But similarly one can never renounce ideology altogether simply because it could very well be that one is not as rational as one would tend to think one is.

I guess all you can do is check your premises. Check them hard, and if you still think you're right, keep on fighting harder than ever before. Figuratively speaking.

Cathy Young said...

Zack, interesting point. I think one good measure of how "rational" you are is how you deal with information that contradicts your deeply held beliefs, whether it's about a political candidate or about anything else. I think that for a lot of people the first impulse is to try to find some means of explaining away this information.

reader_iam said...

I can't decide whether I like your line about dogs barking better or the kicker to your post.

Funniness aside, there are some sobering and disheartening implications here.

Linked.

Anonymous said...

I don't see any reason to assume this phenomenon wouldn't be found in anyone else who strongly believes something.

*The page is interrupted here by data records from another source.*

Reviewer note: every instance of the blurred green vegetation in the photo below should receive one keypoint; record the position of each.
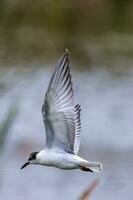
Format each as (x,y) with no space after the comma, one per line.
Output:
(32,31)
(6,125)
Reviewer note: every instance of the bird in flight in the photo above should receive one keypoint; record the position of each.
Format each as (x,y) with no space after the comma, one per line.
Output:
(62,125)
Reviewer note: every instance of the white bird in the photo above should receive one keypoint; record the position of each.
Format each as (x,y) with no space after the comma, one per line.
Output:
(62,125)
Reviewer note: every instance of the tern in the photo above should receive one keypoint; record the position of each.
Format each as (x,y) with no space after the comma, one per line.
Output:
(62,125)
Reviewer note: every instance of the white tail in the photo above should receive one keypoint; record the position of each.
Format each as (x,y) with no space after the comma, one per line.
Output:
(91,166)
(95,166)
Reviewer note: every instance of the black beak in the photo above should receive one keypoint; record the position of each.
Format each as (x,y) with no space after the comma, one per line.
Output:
(26,164)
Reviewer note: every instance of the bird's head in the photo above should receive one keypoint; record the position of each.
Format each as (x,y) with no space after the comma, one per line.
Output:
(31,160)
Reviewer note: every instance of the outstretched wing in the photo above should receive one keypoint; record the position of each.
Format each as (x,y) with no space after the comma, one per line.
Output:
(61,118)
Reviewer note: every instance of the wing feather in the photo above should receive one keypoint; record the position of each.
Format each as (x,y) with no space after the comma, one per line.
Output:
(61,118)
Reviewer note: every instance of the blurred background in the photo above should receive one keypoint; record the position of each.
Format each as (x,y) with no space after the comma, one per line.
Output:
(99,36)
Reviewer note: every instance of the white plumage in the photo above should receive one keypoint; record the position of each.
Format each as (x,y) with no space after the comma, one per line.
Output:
(62,124)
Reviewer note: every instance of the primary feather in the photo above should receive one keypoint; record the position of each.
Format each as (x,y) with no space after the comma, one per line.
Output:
(61,117)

I completely agree. In fact I'm pretty sure I've seen examples of similar phenomena in academia, when members of various theoretical camps argue with (or past) each other, as well as in various fandoms. I think at bottom, human beings are a lot less rational than we like to imagine we are.

Anonymous said...

This blog has kinda petered out since NYT's "select" regime, but www.lyinginponds.com attempted to score pundits on their partisanship.

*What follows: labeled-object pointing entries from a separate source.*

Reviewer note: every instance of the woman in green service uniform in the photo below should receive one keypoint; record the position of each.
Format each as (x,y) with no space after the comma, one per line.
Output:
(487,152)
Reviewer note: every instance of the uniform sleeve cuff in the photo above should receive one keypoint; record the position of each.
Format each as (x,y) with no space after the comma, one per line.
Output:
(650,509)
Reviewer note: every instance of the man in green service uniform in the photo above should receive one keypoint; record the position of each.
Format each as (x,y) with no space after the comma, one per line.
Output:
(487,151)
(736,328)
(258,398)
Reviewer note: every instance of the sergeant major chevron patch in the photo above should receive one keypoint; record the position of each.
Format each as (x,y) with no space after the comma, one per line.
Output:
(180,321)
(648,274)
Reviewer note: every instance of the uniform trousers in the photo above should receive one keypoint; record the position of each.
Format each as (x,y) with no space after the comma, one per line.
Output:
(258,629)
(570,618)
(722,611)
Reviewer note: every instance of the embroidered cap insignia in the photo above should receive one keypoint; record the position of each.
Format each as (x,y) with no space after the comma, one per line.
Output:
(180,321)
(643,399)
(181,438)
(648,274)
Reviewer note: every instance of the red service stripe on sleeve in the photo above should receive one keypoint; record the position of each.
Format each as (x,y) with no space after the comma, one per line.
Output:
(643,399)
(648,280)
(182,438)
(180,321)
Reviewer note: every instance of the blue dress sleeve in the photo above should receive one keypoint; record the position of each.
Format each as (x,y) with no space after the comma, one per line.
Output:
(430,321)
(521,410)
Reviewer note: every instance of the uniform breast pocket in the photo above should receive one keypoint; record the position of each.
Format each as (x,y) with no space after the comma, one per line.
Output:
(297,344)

But what Zack said really hits home for me. I gave up discussing religion with people many years ago, as I found little point in debating a subject that has nothing to do with reason. Politics has become increasingly more "religious" in mindset (the "saved vs the unsaved", "don't question my faith and don't bother me with the facts" ect..) - so I added that to my list of "don't discuss".

Revenant said...

The same phenonmenon crops up in familial and romantic relationships.

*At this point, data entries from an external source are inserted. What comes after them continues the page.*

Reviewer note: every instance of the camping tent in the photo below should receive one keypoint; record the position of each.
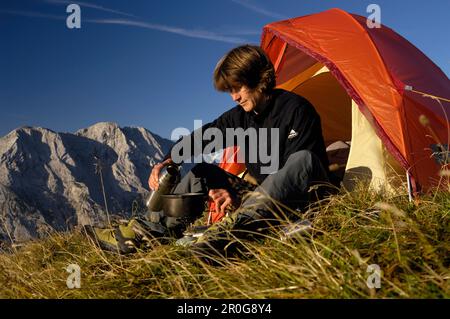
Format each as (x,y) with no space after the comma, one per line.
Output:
(364,82)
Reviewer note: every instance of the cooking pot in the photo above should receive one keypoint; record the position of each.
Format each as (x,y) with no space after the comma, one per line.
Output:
(184,205)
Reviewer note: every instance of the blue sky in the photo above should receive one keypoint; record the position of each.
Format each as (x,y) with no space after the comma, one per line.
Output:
(150,63)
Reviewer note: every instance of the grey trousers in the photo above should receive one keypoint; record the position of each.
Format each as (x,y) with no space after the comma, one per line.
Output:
(288,187)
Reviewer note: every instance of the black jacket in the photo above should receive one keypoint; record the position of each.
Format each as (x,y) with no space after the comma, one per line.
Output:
(297,120)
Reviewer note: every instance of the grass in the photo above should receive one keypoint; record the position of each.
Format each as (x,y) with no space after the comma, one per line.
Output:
(410,242)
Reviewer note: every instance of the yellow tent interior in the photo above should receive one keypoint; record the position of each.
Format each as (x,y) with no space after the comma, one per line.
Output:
(355,151)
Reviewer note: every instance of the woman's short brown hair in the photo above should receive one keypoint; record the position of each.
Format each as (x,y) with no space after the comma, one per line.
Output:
(245,65)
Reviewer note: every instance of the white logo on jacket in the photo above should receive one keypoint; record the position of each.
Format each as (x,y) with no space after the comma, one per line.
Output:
(292,134)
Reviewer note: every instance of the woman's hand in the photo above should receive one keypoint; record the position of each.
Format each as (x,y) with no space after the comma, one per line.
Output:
(222,198)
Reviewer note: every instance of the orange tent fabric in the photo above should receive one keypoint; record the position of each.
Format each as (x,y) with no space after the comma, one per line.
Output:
(375,66)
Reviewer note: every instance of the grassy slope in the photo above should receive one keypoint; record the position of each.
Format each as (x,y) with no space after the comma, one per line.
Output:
(410,242)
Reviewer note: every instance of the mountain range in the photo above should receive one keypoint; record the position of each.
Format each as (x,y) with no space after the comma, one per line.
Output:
(53,181)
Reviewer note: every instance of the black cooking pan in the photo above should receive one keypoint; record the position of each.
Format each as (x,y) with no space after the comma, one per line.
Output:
(184,205)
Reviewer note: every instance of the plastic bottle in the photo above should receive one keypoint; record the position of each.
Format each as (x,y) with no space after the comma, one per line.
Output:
(169,178)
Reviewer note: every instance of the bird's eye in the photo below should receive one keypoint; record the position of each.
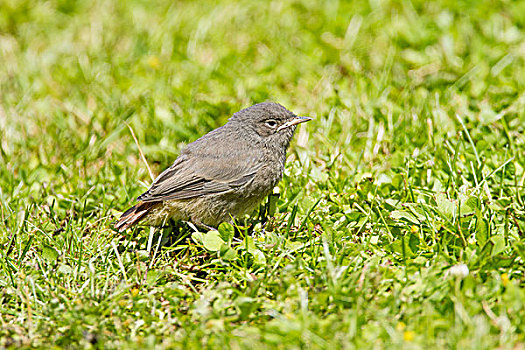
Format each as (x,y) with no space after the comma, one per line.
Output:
(271,123)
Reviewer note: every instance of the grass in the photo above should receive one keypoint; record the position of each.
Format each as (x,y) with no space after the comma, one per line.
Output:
(400,221)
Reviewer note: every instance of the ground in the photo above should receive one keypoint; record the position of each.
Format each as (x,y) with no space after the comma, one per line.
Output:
(399,222)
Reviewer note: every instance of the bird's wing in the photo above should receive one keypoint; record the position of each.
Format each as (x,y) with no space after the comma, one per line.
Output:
(194,175)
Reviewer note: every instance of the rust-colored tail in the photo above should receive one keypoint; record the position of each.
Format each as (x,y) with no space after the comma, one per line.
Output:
(134,214)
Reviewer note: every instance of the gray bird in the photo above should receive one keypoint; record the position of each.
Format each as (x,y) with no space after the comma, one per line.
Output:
(225,173)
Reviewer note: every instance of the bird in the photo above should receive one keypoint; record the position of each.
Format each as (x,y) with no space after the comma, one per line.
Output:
(222,175)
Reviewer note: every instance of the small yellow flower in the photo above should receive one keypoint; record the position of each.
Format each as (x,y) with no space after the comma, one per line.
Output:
(505,279)
(408,335)
(153,62)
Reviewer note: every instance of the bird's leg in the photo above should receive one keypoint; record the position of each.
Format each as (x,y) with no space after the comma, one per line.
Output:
(202,225)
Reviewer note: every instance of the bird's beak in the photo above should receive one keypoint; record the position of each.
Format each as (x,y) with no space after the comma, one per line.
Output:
(296,120)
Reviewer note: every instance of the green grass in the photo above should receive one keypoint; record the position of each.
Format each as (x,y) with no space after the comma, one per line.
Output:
(411,173)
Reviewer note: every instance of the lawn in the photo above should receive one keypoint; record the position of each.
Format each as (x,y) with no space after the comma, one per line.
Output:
(399,222)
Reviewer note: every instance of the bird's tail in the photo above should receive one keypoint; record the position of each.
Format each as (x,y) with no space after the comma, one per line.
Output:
(134,214)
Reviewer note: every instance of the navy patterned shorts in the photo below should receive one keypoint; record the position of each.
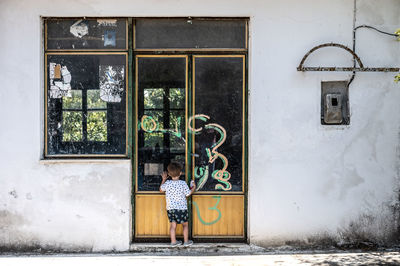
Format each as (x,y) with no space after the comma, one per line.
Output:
(178,216)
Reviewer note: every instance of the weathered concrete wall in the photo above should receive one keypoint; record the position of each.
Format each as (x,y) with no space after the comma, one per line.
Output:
(305,179)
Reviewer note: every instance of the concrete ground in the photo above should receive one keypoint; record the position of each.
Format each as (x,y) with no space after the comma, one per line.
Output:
(205,254)
(370,258)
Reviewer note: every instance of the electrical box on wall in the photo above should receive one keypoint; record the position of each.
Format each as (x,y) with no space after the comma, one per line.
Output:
(335,103)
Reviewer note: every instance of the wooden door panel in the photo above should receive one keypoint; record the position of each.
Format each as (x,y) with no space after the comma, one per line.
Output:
(218,216)
(151,217)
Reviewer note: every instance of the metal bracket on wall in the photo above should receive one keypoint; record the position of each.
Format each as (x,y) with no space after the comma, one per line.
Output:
(361,67)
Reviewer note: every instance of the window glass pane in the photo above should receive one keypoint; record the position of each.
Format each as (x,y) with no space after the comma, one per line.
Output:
(74,101)
(161,129)
(85,34)
(153,98)
(97,126)
(218,92)
(176,131)
(95,84)
(191,34)
(72,126)
(154,140)
(152,121)
(94,101)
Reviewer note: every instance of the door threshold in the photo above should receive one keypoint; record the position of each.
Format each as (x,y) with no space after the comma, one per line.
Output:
(197,249)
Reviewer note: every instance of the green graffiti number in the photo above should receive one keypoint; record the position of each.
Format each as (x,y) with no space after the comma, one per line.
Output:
(211,208)
(202,174)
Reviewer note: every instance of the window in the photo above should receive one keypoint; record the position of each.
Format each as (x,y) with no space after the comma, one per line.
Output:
(86,87)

It is probably an evolutionary adaptation to group living -- if we didn't tend to suppress our distrust of people in our social group society would fall apart.

Cathy Young said...

I agree that this probably applies to any strongly held beliefs, not just about politics.

What troubles me is that these days, so many people don't even make an effort to look fairly at both sides -- they wave their partisan bias like a banner.

Revenant said...

What troubles me is that these days, so many people don't even make an effort to look fairly at both sides -- they wave their partisan bias like a banner.

Do things really seem worse to you? To me it seems like the only difference between the 80s, 90s, and the present day is that there are a lot more outlets for people to express partisan rancor in. There weren't a whole lot of Democrats interested in giving Reagan's ideas a fair hearing, or many Republicans interested in listening to Jimmy Carter. Go back a few generations more and party affiliation was even more openly tied to cultural identity -- e.g., if you lived in the south, you voted Democrat, period.

Anonymous said...

Interesting article on Tech Central Station about developing world views that are not based in reason, and serve merely to make one feel good:

http://www.tcsdaily.com/article.aspx?id=012706B

Cathy Young said...

April, very interesting piece. Thanks for the link.

Anonymous said...

People almost invariably arrive at their beliefs not on the basis of proof but on the basis of what they find attractive. - Blaise Pascal, The Art of Persuasion

I also found the Tech Central article interesting, although the implications one is left with vis a vis Friedman, Volcker and Monetarism are somewhat misleading. Friedman was a Nixon economic adviser when things went bad, he was highly critical of the Volcker reign as Fed Chairman and the decisions he made, and Friedman has recently admitted that "The use of quantity of money as a target has not been a success".

Anonymous said...

Its kind of funny to me that the TCS link basically reinforced my opinion of why political dialogue is so nasty these days. IMHO, the boomers, those just younger, and the boomer's parents are still obsessed with the late '60s, early 70s cultural changes. I have found that it is nearly impossible to have a conversation with a political conservative who is 45+, without the 60s & 70s coming up. Either they were conservative then, and felt marginalized and are still mad about it. Or, they completely bought all the tenants of the counter-cultural revolution, realized those tenents were flawed (as are all new ideas), switched to conservatism, and now have all the zeal and anger of the newly converted.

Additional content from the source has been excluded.